The Google Maps app is awesome—until it isn’t. On back roads without a cell signal, you were better off with a trusty topo or paper atlas.
That changed a few weeks ago when Google announced that its maps, destination searches, and turn-by-turn directions will be available offline, using the phone’s built-in GPS chip rather than its cell antenna. The feature is currently only available for Android (Google says iOS is coming) and it only works for roads, but it’s a big step toward enabling backcountry users and world travelers to rely on the digital guides no matter where they're going.
But while the feature sounds great in theory, I wanted to find out how well it worked in the field. First, I downloaded a map of a Muizenberg, a popular surf town just outside Cape Town, South Africa. I found the town in the app, then zoomed out a bit so I had a map of the surrounding area, too. Next, I hit the download button, and Google warned me that the map would take 1.5 gigs of memory—which is fairly reasonable, as the map encompassed Muizenberg, all of nearby Cape Town, many of its suburbs, as well as the Cape of Good Hope (several hundred square miles all together). Most phones have plenty of space for a couple maps this size. The biggest map Google will let you download covers 120,000 square kilometers—or about half the United Kingdom. Google officials warned me that the app prefers to download maps over WiFi to avoid racking up a big data bill, but you can override that feature if needed.
Once the map was on my phone (it stays there for 30 days and then expires, but you can re-download), I turned off the cell signal.

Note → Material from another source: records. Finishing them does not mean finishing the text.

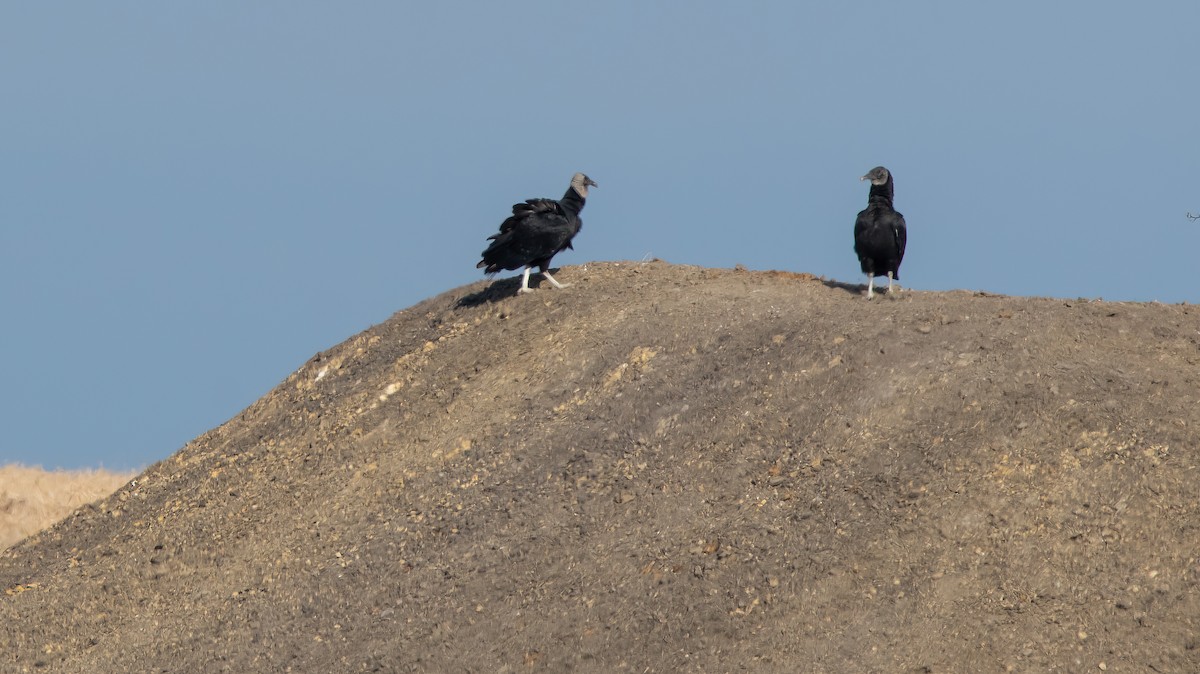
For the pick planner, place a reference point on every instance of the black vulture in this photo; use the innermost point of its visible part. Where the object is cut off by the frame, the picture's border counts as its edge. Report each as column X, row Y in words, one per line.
column 535, row 232
column 880, row 233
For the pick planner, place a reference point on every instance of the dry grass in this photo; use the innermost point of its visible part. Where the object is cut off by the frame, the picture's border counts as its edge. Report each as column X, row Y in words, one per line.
column 31, row 498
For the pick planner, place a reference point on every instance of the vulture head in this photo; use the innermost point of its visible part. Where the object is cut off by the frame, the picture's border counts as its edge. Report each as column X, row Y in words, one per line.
column 877, row 175
column 580, row 182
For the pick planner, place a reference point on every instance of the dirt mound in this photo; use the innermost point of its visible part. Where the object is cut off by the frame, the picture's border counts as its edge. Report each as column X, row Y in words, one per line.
column 33, row 498
column 664, row 469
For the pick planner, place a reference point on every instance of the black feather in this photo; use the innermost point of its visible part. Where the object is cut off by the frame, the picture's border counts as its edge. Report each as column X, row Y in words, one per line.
column 535, row 232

I found I could easily search for locations (restaurants, addresses, etc.) within my specified geographic area, and could have received turn-by-turn directions from the middle of Cape Town to the beach at Muizenberg. The app functioned just the same as if I was connected to a cell tower.
For my U.S. test, I downloaded a map of eastern New York and then used it to navigate to a local mountain-bike trail system called Lippman Park in Wawarsing, where cell coverage is lousy. Once again, navigation was spot-on, even when the cell signal disappeared entirely.
Bottom line: The feature is perfect for international travelers who don't want to hassle with a data plan and for adventurers who frequently find themselves out of cell range. It also seems like it would be useful for navigating Google’s ski-resort and trail maps, where cell service is often non-existent, but there’s no word yet on whether the company will make these services available. We sure hope they do.